Let us look at some states in United States for ex­am­ple and see what de­ter­mine their wealth and level of eco­nomic ac­tiv­i­ties. Here are a few ex­am­ples; Ne­braska and Iowa are agri­cul­tural states. This is what de­fines their sus­te­nance. This is their pri­mary in­dus­try. Most other ac­tiv­i­ties cen­tre around or evolve from agri­cul­ture, the main stay. As ex­pected, agri­cul­ture is their largest source of em­ploy­ment and rev­enue. Like­wise, other states have dif­fer­ent and unique eco­nomic main stay: Michi­gan – au­to­mo­bile man­u­fac­tur­ing, Maine – ex­port of lob­sters to the whole world; North Dakota – do­mes­tic oil in­dus­try, shale pro­duc­tion and re­finer­ies; Wy­oming; min­ing; Hawai – beau­ti­ful beaches and tourism; Texas – oil; Ne­vada – gaming and tourism, etc.

Here in Nige­ria, we have not even mapped the eco­nomic ac­tiv­i­ties that each state should fo­cus on for its de­vel­op­ment. In­stead we are all look­ing at the oil in the Niger Delta. The only thing we hear and read about is that cer­tain amount, may be N620bn, was shared among the states in one month or the other. Once it is ready, ev­ery gover­nor quickly dis­patches some­one to Abuja to run af­ter his state’s share, spend the money and wait for the next call. We have done this since we aban­doned the pre-1966 re­gional sys­tem when re­gions suc­cess­fully pro­duced and re­lied on dif­fer­ent agri­cul­tural pro­duce for their de­vel­op­ment. It is clear that the cur­rent sys­tem is not tak­ing us any­where. The young peo­ple, grad­u­ates et al all over the coun­try whose for­tunes and wel­fare are sup­posed to be tied to the for­tunes of their states are nowhere in the equa­tion. How many of them can the few banks, ho­tels, in­sur­ance com­pa­nies or even state and fed­eral gov­ern­ments en­gage?

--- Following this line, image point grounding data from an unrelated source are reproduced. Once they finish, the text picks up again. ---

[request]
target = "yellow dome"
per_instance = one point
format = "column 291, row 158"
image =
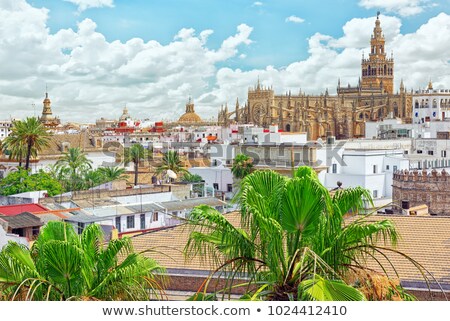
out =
column 190, row 117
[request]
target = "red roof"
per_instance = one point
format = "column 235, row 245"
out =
column 12, row 210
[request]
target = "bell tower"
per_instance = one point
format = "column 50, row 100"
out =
column 378, row 70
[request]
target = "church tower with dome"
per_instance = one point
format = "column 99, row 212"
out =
column 190, row 116
column 47, row 117
column 342, row 115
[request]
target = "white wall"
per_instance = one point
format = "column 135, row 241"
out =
column 215, row 175
column 6, row 237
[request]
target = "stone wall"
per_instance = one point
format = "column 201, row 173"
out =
column 423, row 187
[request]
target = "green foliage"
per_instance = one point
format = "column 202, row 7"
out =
column 27, row 138
column 22, row 181
column 292, row 243
column 74, row 171
column 171, row 160
column 242, row 166
column 62, row 265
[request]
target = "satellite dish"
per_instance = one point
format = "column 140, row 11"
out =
column 171, row 174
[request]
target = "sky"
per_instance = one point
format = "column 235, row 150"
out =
column 97, row 56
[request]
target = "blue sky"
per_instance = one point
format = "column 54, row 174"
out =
column 96, row 56
column 276, row 41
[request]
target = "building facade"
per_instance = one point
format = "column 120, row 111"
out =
column 342, row 115
column 423, row 187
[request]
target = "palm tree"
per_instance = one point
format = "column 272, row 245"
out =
column 15, row 149
column 26, row 139
column 171, row 161
column 135, row 154
column 242, row 166
column 73, row 165
column 112, row 173
column 63, row 265
column 292, row 243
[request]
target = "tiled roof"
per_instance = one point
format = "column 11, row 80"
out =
column 166, row 246
column 425, row 239
column 11, row 210
column 22, row 220
column 191, row 203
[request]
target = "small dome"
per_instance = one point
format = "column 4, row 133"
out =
column 190, row 114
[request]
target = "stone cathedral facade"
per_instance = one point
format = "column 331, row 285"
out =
column 342, row 115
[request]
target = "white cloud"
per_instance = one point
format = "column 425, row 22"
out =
column 86, row 4
column 294, row 19
column 90, row 77
column 402, row 7
column 418, row 56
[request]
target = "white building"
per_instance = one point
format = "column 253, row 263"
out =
column 430, row 118
column 431, row 105
column 370, row 169
column 142, row 215
column 220, row 179
column 259, row 135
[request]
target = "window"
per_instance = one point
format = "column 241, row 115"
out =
column 118, row 227
column 142, row 217
column 130, row 221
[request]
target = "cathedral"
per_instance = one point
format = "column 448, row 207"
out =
column 342, row 115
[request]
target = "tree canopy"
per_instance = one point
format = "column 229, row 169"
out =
column 292, row 243
column 23, row 181
column 63, row 265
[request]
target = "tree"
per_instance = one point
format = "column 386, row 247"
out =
column 71, row 167
column 292, row 243
column 171, row 161
column 22, row 181
column 242, row 166
column 110, row 174
column 26, row 139
column 63, row 265
column 135, row 154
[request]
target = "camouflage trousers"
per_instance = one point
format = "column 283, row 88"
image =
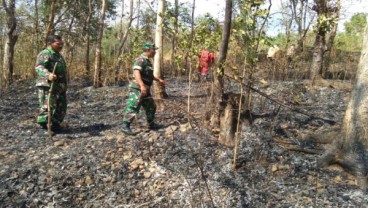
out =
column 134, row 103
column 58, row 105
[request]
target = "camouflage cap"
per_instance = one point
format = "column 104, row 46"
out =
column 149, row 45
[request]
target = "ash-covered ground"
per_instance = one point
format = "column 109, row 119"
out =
column 93, row 164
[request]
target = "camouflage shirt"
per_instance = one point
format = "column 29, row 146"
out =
column 45, row 63
column 144, row 65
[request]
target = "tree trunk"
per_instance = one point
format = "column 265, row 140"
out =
column 351, row 148
column 319, row 44
column 174, row 40
column 331, row 39
column 10, row 41
column 159, row 91
column 50, row 22
column 138, row 9
column 86, row 31
column 217, row 100
column 123, row 39
column 97, row 82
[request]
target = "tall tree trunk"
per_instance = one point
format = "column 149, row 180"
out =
column 138, row 9
column 191, row 35
column 218, row 83
column 174, row 40
column 86, row 31
column 10, row 41
column 124, row 36
column 350, row 149
column 319, row 44
column 37, row 30
column 332, row 36
column 159, row 91
column 50, row 27
column 97, row 82
column 123, row 39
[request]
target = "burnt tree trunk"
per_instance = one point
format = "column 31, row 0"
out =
column 97, row 82
column 351, row 149
column 158, row 90
column 319, row 44
column 217, row 101
column 10, row 41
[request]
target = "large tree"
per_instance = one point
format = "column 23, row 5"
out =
column 320, row 40
column 10, row 41
column 350, row 149
column 97, row 80
column 157, row 65
column 218, row 82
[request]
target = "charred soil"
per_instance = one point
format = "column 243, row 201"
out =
column 93, row 164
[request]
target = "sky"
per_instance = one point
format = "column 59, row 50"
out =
column 217, row 9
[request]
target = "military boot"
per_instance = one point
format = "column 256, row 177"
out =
column 126, row 129
column 154, row 127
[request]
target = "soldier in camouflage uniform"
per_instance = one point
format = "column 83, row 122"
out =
column 139, row 90
column 46, row 61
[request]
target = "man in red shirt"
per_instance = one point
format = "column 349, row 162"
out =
column 206, row 59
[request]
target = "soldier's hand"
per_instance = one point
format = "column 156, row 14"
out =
column 52, row 77
column 143, row 90
column 162, row 82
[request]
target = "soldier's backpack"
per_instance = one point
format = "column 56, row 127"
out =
column 204, row 56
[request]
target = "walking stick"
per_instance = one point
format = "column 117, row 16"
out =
column 49, row 114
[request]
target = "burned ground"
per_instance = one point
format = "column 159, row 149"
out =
column 93, row 164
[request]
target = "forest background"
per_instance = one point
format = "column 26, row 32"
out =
column 127, row 24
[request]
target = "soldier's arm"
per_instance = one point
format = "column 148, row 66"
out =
column 42, row 60
column 161, row 81
column 137, row 68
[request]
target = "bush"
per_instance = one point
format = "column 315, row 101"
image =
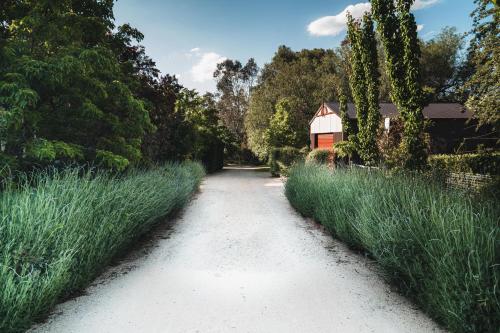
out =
column 440, row 247
column 281, row 159
column 484, row 163
column 320, row 156
column 59, row 231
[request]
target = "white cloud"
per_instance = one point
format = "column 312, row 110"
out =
column 420, row 4
column 334, row 25
column 204, row 69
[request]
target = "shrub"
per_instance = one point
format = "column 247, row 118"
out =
column 59, row 231
column 281, row 159
column 320, row 156
column 483, row 163
column 440, row 247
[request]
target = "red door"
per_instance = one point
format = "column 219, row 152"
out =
column 325, row 141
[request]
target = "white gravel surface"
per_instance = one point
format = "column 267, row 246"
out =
column 239, row 259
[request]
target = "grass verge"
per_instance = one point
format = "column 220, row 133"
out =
column 58, row 231
column 440, row 247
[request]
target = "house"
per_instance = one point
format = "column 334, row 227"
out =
column 448, row 128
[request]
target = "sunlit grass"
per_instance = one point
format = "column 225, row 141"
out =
column 59, row 230
column 440, row 247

Let’s take Edo State for ex­am­ple. Its for­tune should be de­rived from Rub­ber and Oil Palm as its main­stay. If you know how many man­u­fac­tur­ing and ser­vice in­dus­tries will evolve in that area if this is well man­aged, even the state will not be able to meet the hu­man labour de­mand of the sec­tor, and will need to at­tract other states to come and live in Edo. Then more peo­ple, more houses, more roads, more cars, etc., will be­come very vis­i­ble there. That is real de­vel­op­ment. Then hos­pi­tals will have to be built to cater for the ris­ing pop­u­la­tion there, and cities will spring up. That is real de­vel­op­ment. If Bauchi’s main stay is live­stock, that will be its main source of rev­enue. Ev­ery state will pay fed­eral taxes de­pen­dent on their out­put to the fed­eral gov­ern­ment. And guess who will pay the high­est taxes? The mineral pro­duc­ing states be­cause of the value of their out­put. These fed­eral in­comes will be used to man­age our de­fence, im­mi­gra­tion and cus­toms, for­eign af­fairs, na­tional se­cu­rity and for fur­ther in­ter­ven­tion for the weaker states.

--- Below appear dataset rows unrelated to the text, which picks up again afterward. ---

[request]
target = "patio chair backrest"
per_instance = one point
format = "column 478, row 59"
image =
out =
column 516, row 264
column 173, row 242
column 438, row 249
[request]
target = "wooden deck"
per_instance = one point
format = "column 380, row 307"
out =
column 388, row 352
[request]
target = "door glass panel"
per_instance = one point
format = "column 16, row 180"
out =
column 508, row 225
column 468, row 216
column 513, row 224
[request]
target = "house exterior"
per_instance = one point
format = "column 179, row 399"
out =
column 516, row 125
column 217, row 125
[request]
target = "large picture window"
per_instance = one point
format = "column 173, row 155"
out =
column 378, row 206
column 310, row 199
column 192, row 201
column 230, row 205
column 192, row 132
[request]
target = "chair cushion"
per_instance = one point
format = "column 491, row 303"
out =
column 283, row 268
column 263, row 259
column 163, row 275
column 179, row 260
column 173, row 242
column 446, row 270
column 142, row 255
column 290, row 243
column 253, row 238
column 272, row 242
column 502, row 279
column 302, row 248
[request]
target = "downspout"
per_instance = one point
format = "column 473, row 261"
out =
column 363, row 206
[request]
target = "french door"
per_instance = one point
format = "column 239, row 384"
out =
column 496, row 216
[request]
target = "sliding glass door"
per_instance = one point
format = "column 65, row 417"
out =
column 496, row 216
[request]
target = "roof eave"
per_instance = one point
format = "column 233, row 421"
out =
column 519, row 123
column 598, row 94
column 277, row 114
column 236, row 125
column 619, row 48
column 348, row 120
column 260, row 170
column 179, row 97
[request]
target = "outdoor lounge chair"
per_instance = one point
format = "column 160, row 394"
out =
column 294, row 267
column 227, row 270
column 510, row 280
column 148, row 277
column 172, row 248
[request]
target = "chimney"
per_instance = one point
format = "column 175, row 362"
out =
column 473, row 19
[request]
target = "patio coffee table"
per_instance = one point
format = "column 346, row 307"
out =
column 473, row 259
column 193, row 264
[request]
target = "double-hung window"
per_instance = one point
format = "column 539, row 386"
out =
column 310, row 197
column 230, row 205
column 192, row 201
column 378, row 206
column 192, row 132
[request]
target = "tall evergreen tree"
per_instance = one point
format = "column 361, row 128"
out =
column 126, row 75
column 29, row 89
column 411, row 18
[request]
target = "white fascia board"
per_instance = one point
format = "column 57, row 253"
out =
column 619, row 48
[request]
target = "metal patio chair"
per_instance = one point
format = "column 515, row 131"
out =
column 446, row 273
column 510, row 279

Now con­sider that Nige­ria has the world’s best qual­ity in many nat­u­ral and agri­cul­tural re­sources like ma­hogany, bi­tu­men. lime­stone, iron ore, tin, crude oil, oil palm, shrimps (I once read we have the best shrimps qual­ity in the whole world!) We also have the best qual­ity of iron ore, crude oil, tin and bi­tu­men in the world. Re­struc­tur­ing is just about re­or­gan­is­ing our­selves along the line of our pro­duc­tive ca­pac­i­ties. We are one of the coun­tries of the world that should be self-suf­fi­cient in ev­ery­thing and ex­port all things that the whole world needs!

Ev­ery state is blessed, ei­ther with nat­u­ral re­source or agri­cul­ture pro­duce or both, and that is the start­ing point. Let ev­ery state go and recog­nise just two of what their great­est re­sources are (I call it their main­stay) and de­velop a com­pre­hen­sive plan on how to de­velop these po­ten­tial­i­ties to be­come the main source of their rev­enues and economies.

–– Olu­sanya wrote from the United States.